Mujercitas, de Louisa May Alcott, es un clásico que siempre tengo pendiente; me mira desde la estantería una y otra vez. Nunca encuentro el momento para leerlo porque me da mucho respecto. Lamentablemente no todos los clásicos que he leído me han gustado. Muchos de ellos porque fueron lecturas obligatorias en el colegio e instituto, y otros porque el estilo narrativo es demasiado elaborado, denso y complejo. A esta obra se le suma el hecho de que guardo muy buen recuerdo de las adaptaciones cinematográficas. Esto hace que tenga miedo de que la obra literaria me decepcione.

Y os hablo de Mujercitas porque el libro que voy a reseñar hoy tiene mucho que ver. Se trata de Buenas hermanas, de Costa Alcalá, y podríamos decir que es un retelling de este clásico. Estaba deseando leer esta obra porque, desde que leí a sus autores en su anterior trilogía, La segunda revolución, me cautivaron con su estilo sencillo, sus tramas en apariencia sencillas, aunque bastante completas y que te hacen reflexionar. Y sobre todo que te dejan con muy buen sabor de boca. Además leer esta novela para mí tenía un doble objetivo, volver a disfrutar de la prosa de unos autores que me encantan, y acercarme a un clásico como Mujercitas perdiéndole el miedo de alguna manera.

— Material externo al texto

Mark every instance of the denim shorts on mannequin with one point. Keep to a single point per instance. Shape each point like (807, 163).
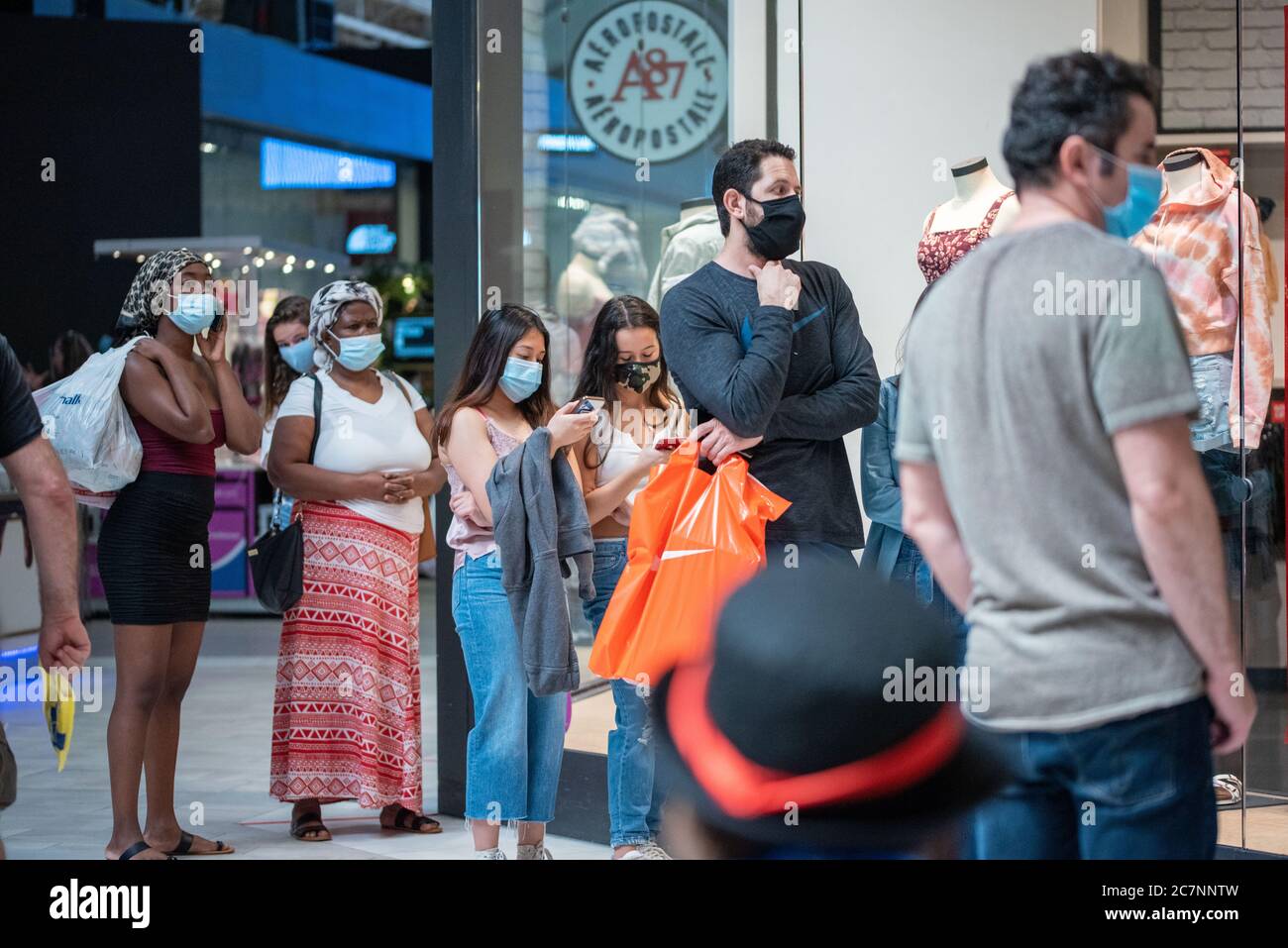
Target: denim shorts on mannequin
(1211, 429)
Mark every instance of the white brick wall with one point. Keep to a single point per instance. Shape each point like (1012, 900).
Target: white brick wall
(1198, 43)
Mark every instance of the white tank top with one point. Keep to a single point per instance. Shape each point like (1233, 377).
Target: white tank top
(617, 453)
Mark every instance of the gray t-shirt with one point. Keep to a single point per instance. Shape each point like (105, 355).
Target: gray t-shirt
(1021, 365)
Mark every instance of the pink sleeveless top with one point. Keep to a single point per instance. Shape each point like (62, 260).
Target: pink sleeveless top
(165, 454)
(938, 252)
(467, 536)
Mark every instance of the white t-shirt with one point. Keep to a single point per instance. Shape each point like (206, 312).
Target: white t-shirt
(359, 438)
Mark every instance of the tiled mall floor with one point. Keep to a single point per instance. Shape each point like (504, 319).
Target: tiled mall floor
(223, 768)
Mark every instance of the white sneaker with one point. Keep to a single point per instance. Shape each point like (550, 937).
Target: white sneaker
(647, 850)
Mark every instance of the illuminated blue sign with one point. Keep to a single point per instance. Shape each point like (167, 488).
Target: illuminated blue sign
(553, 142)
(413, 338)
(370, 239)
(292, 165)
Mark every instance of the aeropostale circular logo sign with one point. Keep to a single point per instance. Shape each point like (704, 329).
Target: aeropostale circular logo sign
(649, 80)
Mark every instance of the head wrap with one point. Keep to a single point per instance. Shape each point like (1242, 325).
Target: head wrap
(325, 309)
(145, 303)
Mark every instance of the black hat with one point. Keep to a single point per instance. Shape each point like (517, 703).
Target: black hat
(803, 727)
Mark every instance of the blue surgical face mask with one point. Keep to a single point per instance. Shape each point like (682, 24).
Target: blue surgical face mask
(519, 378)
(1144, 192)
(299, 356)
(194, 312)
(357, 352)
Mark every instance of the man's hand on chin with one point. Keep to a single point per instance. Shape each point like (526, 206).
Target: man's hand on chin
(717, 442)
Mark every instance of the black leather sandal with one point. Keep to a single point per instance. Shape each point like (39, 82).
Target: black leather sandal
(185, 841)
(411, 822)
(309, 822)
(136, 849)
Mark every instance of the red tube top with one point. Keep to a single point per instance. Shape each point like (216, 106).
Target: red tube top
(172, 456)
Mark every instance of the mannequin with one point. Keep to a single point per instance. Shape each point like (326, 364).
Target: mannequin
(688, 245)
(980, 207)
(975, 188)
(1194, 240)
(1183, 171)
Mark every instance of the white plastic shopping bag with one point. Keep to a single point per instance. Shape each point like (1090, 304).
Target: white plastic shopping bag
(89, 427)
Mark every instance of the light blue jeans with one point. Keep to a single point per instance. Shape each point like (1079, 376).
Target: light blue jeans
(515, 747)
(634, 801)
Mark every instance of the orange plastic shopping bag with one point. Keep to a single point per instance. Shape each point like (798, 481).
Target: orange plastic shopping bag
(699, 537)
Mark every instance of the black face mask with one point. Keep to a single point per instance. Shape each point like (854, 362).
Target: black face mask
(639, 375)
(778, 235)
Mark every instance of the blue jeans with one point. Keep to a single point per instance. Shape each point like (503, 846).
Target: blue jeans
(912, 570)
(1136, 789)
(515, 747)
(634, 801)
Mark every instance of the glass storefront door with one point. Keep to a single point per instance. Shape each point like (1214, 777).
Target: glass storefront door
(601, 136)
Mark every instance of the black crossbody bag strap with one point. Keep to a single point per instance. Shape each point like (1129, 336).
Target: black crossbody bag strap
(317, 415)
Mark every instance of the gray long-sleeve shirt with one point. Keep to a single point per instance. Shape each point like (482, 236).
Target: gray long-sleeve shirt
(802, 378)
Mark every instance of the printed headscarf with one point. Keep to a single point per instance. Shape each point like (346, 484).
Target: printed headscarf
(325, 309)
(145, 303)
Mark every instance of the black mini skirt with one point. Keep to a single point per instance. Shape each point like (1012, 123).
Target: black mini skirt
(154, 550)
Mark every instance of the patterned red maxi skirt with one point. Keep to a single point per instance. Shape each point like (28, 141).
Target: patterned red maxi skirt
(347, 706)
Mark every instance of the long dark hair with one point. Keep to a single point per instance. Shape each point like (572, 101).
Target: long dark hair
(278, 375)
(599, 366)
(484, 363)
(73, 351)
(901, 347)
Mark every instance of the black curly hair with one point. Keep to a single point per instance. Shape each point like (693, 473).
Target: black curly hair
(1083, 94)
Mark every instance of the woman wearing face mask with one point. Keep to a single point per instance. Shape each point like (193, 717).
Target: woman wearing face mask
(154, 552)
(515, 747)
(287, 356)
(623, 366)
(347, 708)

No obstante, también tenía ciertos reparos. Los retellings, son un “género” que parece haberse puesto muy de moda. Un estilo de libros al que personalmente soy bastante reticente. Quizás porque creo que no todos están desarrollados con igual acierto. De ahí que al mismo tiempo que me moría de ganas de leer esta novela, también le tuviera un poco de respeto.

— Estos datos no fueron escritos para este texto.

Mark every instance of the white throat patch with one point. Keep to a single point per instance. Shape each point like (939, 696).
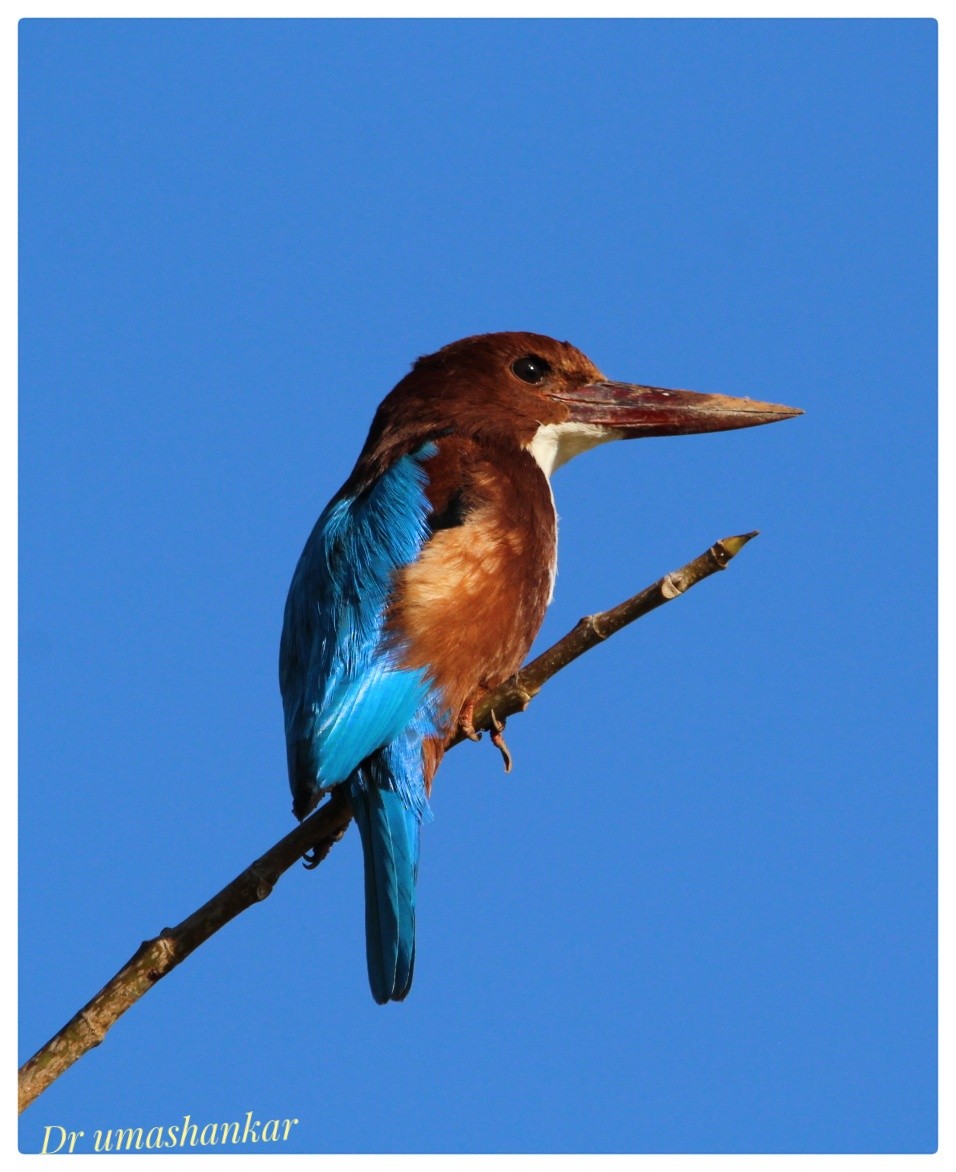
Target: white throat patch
(557, 443)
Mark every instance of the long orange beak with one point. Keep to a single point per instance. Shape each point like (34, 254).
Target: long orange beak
(636, 411)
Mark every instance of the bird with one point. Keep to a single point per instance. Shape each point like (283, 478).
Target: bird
(427, 578)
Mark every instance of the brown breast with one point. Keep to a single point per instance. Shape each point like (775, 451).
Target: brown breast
(470, 607)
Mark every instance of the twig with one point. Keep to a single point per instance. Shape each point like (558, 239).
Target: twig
(322, 829)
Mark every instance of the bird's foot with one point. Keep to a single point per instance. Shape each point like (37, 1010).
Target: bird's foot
(498, 741)
(466, 722)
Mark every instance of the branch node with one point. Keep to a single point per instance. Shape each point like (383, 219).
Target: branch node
(671, 586)
(95, 1033)
(264, 883)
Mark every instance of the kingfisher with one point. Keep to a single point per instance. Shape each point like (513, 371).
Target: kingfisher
(427, 578)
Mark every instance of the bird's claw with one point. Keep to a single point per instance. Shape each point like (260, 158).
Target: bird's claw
(498, 741)
(466, 722)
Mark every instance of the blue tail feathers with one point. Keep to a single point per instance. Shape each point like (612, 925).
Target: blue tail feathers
(390, 838)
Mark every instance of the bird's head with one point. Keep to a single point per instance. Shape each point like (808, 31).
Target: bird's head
(545, 396)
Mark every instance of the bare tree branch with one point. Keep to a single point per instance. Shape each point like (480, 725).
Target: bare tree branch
(154, 959)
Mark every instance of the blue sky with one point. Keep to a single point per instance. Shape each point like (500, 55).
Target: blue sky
(700, 915)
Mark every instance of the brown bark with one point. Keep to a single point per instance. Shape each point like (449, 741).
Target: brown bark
(316, 835)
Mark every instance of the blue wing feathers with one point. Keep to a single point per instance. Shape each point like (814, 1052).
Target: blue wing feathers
(352, 714)
(343, 694)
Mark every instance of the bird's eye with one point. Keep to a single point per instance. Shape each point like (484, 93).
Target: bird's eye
(531, 368)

Buenas hermanas, de Costa Alcalá, nos cuenta la historia de las hermanas March, que viven con su madre en la ciudad de Concordia. Ciudad que se encuentra en guerra, los hombres están en el frente, y las mujeres así como sus familias, deben mantener la entereza para sobrevivir a lo que les sucede. Hasta aquí las semejanzas con el clásico son palpables. No obstante, hay pequeños detalles que harán darse cuenta al lector que la sociedad de Concordia es algo diferente.

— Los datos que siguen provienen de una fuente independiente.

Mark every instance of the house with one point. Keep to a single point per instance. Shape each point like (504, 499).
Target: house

La novela está narrada en tercera persona, con un estilo sencillo, elegante, fácil de leer. En ella los autores retratan a una sociedad vigilada por el Gobierno. Un Gobierno que vela para que los buenos ciudadanos tengan una vida plácida y sin sobresaltos. Por supuesto, siempre que obedezcan las normas y mantengan un comportamiento moral irreprochable. Sin embargo, las cosas cambiarán cuando nuestras protagonistas empiecen a darse cuenta que el sistema no es tan perfecto como parece y que quizás existan fisuras.
A partir de este punto nos adentraremos más en las vidas de las hermanas March. Conoceremos sus motivaciones, sus inquietudes, sus preocupaciones. La sociedad que retratan los autores es una sociedad que da mucho valor a la familia, a la amistad y a los sacrificios que se pueden realizar en favor de ella. Aunque también aborda los problemas familiares, las diferencias de carácter, la convivencia. En muchos sentidos es la historia de un drama familiar, muy bien llevado, de manera sosegada, quizás algo lenta, con poca acción salvo en momentos puntuales.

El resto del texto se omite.